Radikal’in isim hakkıyla ilgili daha yakın zamanda bir yalan haber çıktı; birileri bu isim hakkını Aydın Doğan’dan satın aldıklarını ve gazeteyi yeniden yayınlayacaklarını öne sürüyordu. Oysa gazetenin isim hakkı zaten Aydın Doğan’a ait değildi, Aydın Bey medya varlıklarını 2017’de Demirören ailesine satarken Radikal’in yayıncısı olan şirketi de (Doğan Gazetecilik AŞ) satmıştı. Yeni sahipleri de şirketin adını Demirören Gazetecilik’e çevirmiş ve öyle devam etmişti.

Nitekim perşembe akşamı, kendisi de eski bir Radikalci olan İsmail Saymaz bana radikal.com.tr adresinden yayın yapan web sitesini gösterince hemen araştırmaya başladık. Web adresinin sahibi ‘Doğan Gazetecilik’ gözüküyordu. Tabii artık Doğan Gazetecilik diye bir şirket yok, o şirketin adı Demirören Gazetecilik.

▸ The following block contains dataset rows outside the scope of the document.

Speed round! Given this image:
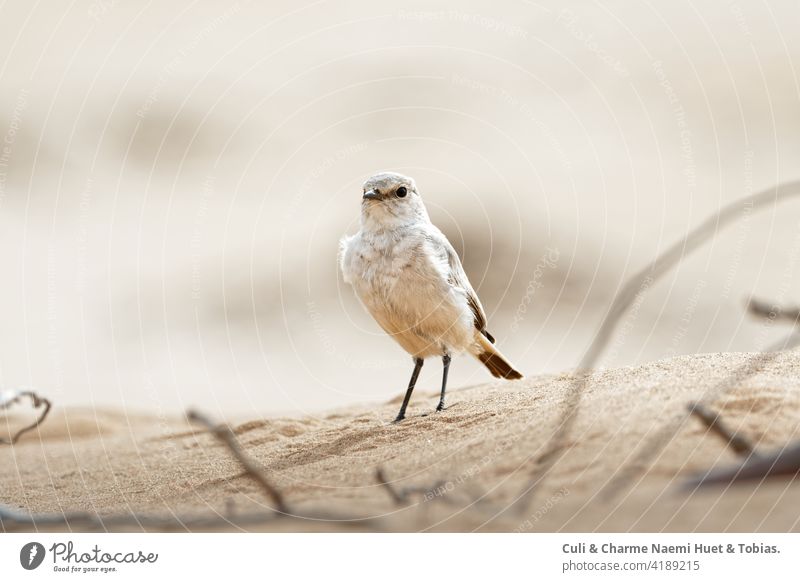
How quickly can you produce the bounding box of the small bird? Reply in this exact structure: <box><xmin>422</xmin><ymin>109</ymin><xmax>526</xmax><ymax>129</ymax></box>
<box><xmin>339</xmin><ymin>172</ymin><xmax>522</xmax><ymax>422</ymax></box>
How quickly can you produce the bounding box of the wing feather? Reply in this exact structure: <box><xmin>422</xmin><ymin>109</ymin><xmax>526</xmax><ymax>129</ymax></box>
<box><xmin>424</xmin><ymin>232</ymin><xmax>494</xmax><ymax>343</ymax></box>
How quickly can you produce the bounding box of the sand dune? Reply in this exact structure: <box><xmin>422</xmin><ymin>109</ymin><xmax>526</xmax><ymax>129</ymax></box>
<box><xmin>0</xmin><ymin>352</ymin><xmax>800</xmax><ymax>531</ymax></box>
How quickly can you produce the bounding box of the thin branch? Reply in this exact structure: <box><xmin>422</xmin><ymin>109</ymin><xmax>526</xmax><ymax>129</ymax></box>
<box><xmin>688</xmin><ymin>402</ymin><xmax>756</xmax><ymax>457</ymax></box>
<box><xmin>0</xmin><ymin>390</ymin><xmax>52</xmax><ymax>445</ymax></box>
<box><xmin>513</xmin><ymin>181</ymin><xmax>800</xmax><ymax>514</ymax></box>
<box><xmin>186</xmin><ymin>410</ymin><xmax>289</xmax><ymax>513</ymax></box>
<box><xmin>683</xmin><ymin>442</ymin><xmax>800</xmax><ymax>489</ymax></box>
<box><xmin>747</xmin><ymin>297</ymin><xmax>800</xmax><ymax>325</ymax></box>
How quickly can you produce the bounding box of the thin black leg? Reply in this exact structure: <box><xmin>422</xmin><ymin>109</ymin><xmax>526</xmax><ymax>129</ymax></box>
<box><xmin>394</xmin><ymin>358</ymin><xmax>424</xmax><ymax>422</ymax></box>
<box><xmin>436</xmin><ymin>354</ymin><xmax>450</xmax><ymax>411</ymax></box>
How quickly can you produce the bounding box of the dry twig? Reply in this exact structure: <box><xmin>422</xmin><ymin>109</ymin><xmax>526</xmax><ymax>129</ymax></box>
<box><xmin>0</xmin><ymin>390</ymin><xmax>52</xmax><ymax>445</ymax></box>
<box><xmin>186</xmin><ymin>410</ymin><xmax>289</xmax><ymax>513</ymax></box>
<box><xmin>688</xmin><ymin>402</ymin><xmax>756</xmax><ymax>457</ymax></box>
<box><xmin>514</xmin><ymin>181</ymin><xmax>800</xmax><ymax>514</ymax></box>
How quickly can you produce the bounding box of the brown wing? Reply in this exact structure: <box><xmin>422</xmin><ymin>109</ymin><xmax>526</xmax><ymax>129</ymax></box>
<box><xmin>440</xmin><ymin>235</ymin><xmax>494</xmax><ymax>343</ymax></box>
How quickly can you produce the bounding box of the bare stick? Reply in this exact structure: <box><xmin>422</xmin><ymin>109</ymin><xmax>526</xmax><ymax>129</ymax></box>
<box><xmin>688</xmin><ymin>402</ymin><xmax>756</xmax><ymax>457</ymax></box>
<box><xmin>514</xmin><ymin>181</ymin><xmax>800</xmax><ymax>514</ymax></box>
<box><xmin>683</xmin><ymin>442</ymin><xmax>800</xmax><ymax>490</ymax></box>
<box><xmin>747</xmin><ymin>298</ymin><xmax>800</xmax><ymax>325</ymax></box>
<box><xmin>187</xmin><ymin>410</ymin><xmax>289</xmax><ymax>513</ymax></box>
<box><xmin>0</xmin><ymin>391</ymin><xmax>52</xmax><ymax>445</ymax></box>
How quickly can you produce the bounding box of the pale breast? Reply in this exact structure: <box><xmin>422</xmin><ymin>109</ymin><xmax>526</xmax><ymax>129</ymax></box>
<box><xmin>342</xmin><ymin>229</ymin><xmax>472</xmax><ymax>356</ymax></box>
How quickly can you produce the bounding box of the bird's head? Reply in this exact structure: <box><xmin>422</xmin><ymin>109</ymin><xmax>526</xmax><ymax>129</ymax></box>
<box><xmin>361</xmin><ymin>172</ymin><xmax>430</xmax><ymax>230</ymax></box>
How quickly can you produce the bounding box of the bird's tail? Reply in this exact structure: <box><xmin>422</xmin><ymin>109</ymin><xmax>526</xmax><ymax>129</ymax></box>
<box><xmin>472</xmin><ymin>333</ymin><xmax>522</xmax><ymax>380</ymax></box>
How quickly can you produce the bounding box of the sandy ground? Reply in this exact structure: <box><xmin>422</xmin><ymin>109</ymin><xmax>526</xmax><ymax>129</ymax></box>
<box><xmin>0</xmin><ymin>353</ymin><xmax>800</xmax><ymax>531</ymax></box>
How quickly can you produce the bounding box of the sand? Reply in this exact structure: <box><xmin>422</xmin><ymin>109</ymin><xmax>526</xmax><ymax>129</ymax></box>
<box><xmin>0</xmin><ymin>352</ymin><xmax>800</xmax><ymax>531</ymax></box>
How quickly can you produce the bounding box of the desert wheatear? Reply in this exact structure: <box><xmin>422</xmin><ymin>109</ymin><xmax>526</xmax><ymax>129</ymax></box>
<box><xmin>339</xmin><ymin>172</ymin><xmax>522</xmax><ymax>422</ymax></box>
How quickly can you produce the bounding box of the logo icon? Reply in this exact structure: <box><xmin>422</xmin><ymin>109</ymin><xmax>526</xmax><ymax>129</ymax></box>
<box><xmin>19</xmin><ymin>542</ymin><xmax>45</xmax><ymax>570</ymax></box>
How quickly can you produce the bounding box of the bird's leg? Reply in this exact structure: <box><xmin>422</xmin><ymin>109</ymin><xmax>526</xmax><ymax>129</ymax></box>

Yani Radikal’i yeniden yayına alan, bunu da sessiz sedasız yapan aslında yine Demirören Medya Grubu olmuştu. Şu anda sitede ne künye var ne başka bir şey; yayıncının kim olduğunu ancak İsmail ve benim gibi araştırırsanız buluyorsunuz.

Oysa geçen hafta çıkan haberlerde bu isim hakkını Ankara Büyükşehir Belediye Başkanı Mansur Yavaş ve eski CHP Genel Başkanı Kemal Kılıçdaroğlu’na yakın bir grubun satın aldığı, gazetenin yanına bir de TV ekleyerek Mansur Yavaş’ın cumhurbaşkanlığı adaylığını savunmak üzere yayın yapacağı söylentileri vardı.

Ben o kadar komplocu değilim, ama bizim İsmail Saymaz’a göre Türkiye’de medya Cumhurbaşkanlığı İletişim Başkanlığı’ndan habersiz yayına başlayamaz. Hele Demirören’ler muhalefetle bağlantılı bir medya hiç yayınlamaz veya yayınlayacak olana isim hakkı falan satamaz. Dolayısıyla CHP içindeki adaylık savaşlarıyla bir bağı olacaksa bu yeni Radikal’in, o rolün Beştepe’den manipüle edilmek istendiği anlamı çıkabilirdi İsmail’e göre.

Ben ne Mansur Yavaş’ın ne başkasının böyle bir muvazaayı kabul edeceğini söyledim.

Ama işte görüyorsunuz, medyamızda ilginç şeyler olmaya başladı.